Unless otherwise indicated herein, the materials described in this section are not prior art to the claims in this application and are not admitted to be prior art by inclusion in this section. The concepts discussed in this section are known to the inventors but are not necessarily known to others or previously conceived or pursued by others.
The three primary functional components of a lithium-ion battery are a negative electrode, a positive electrode, and an electrolyte. The negative electrode, or anode, of a conventional lithium-ion cell comprises a material that is capable of absorbing or releasing lithium ions, and is typically made from carbon, such as graphite. The positive electrode, or cathode, comprises a lithium-containing material and is typically made from one of the following types of lithium-containing materials: a layered oxide (such as lithium cobalt oxide), a polyanion (such as lithium cobalt phosphate), or a spinel (such as lithium manganese oxide). The electrolyte, which is in communication with the electrodes, is a lithium salt in an organic solvent. The electrochemical roles of the electrodes change between anode and cathode, depending on the direction of current flow through the cell. Typically, the battery also includes a separator, which is a microporous membrane, to prevent contact between the anode and cathode.

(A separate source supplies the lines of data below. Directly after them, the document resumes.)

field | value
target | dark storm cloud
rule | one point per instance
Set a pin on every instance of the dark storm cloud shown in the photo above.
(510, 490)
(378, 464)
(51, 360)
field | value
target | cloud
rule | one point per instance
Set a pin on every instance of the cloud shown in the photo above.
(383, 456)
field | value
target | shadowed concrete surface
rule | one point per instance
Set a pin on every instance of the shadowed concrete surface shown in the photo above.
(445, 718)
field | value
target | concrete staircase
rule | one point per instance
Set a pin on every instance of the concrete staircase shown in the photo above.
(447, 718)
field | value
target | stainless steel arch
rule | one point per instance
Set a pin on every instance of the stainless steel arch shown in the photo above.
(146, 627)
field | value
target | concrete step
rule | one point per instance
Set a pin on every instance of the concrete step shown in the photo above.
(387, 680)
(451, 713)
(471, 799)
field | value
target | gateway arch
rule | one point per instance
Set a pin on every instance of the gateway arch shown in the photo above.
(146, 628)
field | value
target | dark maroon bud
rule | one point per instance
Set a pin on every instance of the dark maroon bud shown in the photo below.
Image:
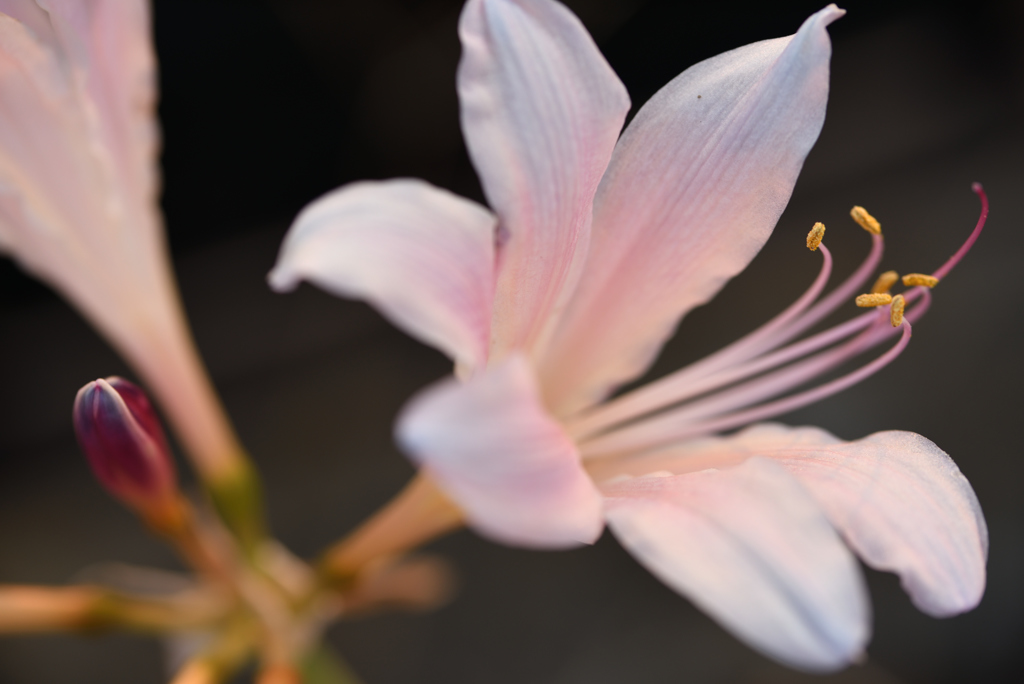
(122, 438)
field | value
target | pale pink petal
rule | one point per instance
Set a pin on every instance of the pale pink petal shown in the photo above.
(78, 182)
(35, 18)
(750, 547)
(491, 445)
(541, 112)
(421, 255)
(897, 499)
(903, 506)
(109, 41)
(693, 189)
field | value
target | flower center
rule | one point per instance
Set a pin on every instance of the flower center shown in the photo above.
(752, 379)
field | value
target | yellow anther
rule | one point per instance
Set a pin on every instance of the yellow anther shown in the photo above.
(885, 282)
(815, 236)
(896, 311)
(865, 220)
(920, 279)
(877, 299)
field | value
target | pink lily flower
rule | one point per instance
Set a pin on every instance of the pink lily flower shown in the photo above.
(594, 248)
(79, 185)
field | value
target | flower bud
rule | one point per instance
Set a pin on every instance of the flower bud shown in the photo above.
(122, 438)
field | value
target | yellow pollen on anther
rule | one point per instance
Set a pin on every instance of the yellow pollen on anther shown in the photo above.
(896, 310)
(885, 282)
(865, 220)
(815, 236)
(921, 280)
(878, 299)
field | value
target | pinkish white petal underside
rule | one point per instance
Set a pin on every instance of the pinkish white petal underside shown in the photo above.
(541, 113)
(423, 256)
(493, 449)
(750, 547)
(694, 188)
(897, 499)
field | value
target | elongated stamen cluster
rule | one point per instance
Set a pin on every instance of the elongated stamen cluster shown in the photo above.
(742, 382)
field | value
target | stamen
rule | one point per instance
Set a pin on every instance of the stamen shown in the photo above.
(885, 282)
(876, 299)
(679, 386)
(865, 220)
(722, 413)
(896, 310)
(920, 280)
(815, 236)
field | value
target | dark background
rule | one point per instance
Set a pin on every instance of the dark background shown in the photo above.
(267, 104)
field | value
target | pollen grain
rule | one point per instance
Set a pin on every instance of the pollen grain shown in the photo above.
(815, 236)
(865, 220)
(896, 311)
(877, 299)
(885, 283)
(920, 280)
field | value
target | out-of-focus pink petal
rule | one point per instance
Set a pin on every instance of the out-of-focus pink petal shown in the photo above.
(903, 506)
(541, 112)
(693, 189)
(420, 254)
(109, 41)
(491, 445)
(751, 548)
(897, 499)
(34, 17)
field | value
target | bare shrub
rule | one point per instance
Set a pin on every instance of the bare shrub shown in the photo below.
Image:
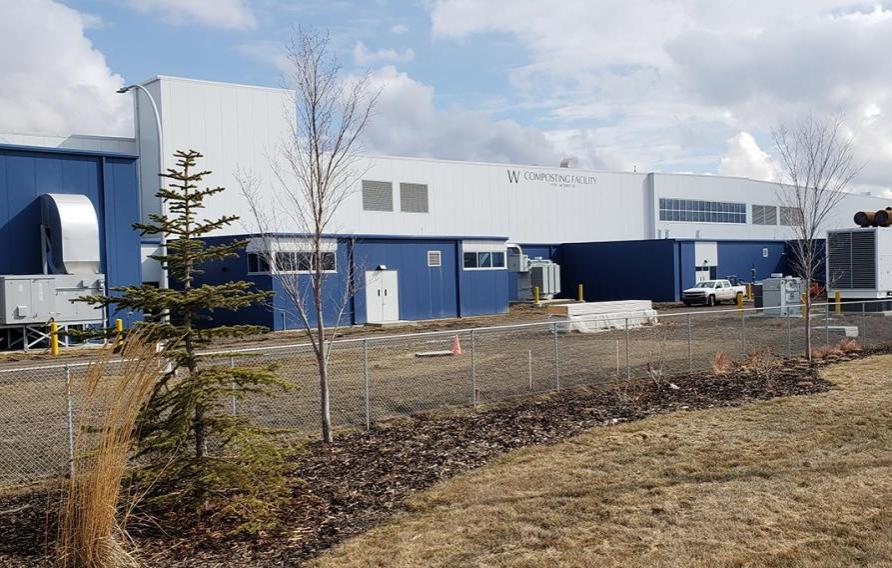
(825, 352)
(91, 530)
(762, 363)
(721, 363)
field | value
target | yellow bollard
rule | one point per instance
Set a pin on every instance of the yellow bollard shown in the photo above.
(54, 338)
(119, 331)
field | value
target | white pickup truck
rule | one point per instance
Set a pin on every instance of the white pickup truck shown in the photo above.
(711, 292)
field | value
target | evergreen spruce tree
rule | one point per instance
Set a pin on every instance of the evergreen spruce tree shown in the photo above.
(198, 453)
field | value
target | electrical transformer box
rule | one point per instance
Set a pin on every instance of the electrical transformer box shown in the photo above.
(32, 299)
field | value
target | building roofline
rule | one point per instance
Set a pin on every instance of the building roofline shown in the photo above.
(210, 82)
(63, 150)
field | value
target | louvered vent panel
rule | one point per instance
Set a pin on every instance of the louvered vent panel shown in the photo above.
(377, 195)
(864, 268)
(413, 198)
(839, 247)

Much attention has been focused on the chemistry of the cathode active materials since the selection of the cathode active material has a major impact on the voltage, capacity, life, and safety of a lithium-ion battery. Presently, the layered-layered lithium-rich cathode material xLiMO2.(1-x)Li2MnO3, where M is a transition metal, such as Ni, Mn, Co, has shown great promise for use in lithium-ion batteries for electric vehicles. In fact, layered-layered lithium rich cathode material possesses high specific capacity (250 mAh/g) which is 70% higher than the commercially-used lithium nickel manganese cobalt oxide LiNi1/3Mn1/3Co1/3O2. However, due to the intrinsic oxygen release upon formation, and reactivity with the electrolyte solvents, the cycling performance and rate capability of the layered-layered lithium rich cathode material are compromised. As a consequence, both surface and bulk material have high impedance.
There is, therefore, a need, for a means to improve the performance of lithium-ion cathode material, and in particular layered-layered lithium-rich cathode material.
Since the primary solvents in the electrolyte are cyclic and linear carbonates, their oxidative reactions with the cathode surface lead to irreversible losses and severe capacity fading. There have been attempts in the prior art to control the electrode/electrolyte reactivity. One approach, as reported by Achiha, et al., J. Electrochem. Soc., Vol. 156, pages A483-A488 (2009), has been to replace the highly reactive carbonate-containing solvents with more stable ones that can be fluorinated. A second approach, as reported in Han, et al., J. Power Sources, Vol. 187, pages 581-585 (2009), has been to use additives in the electrolyte that can form a protective layer on the oxidized electrode surface. Yet another approach has been to coat the cathode surface with a material that will inhibit the reactivity of the oxidized electrolyte with the electrode surface, while allowing lithium-ion conduction.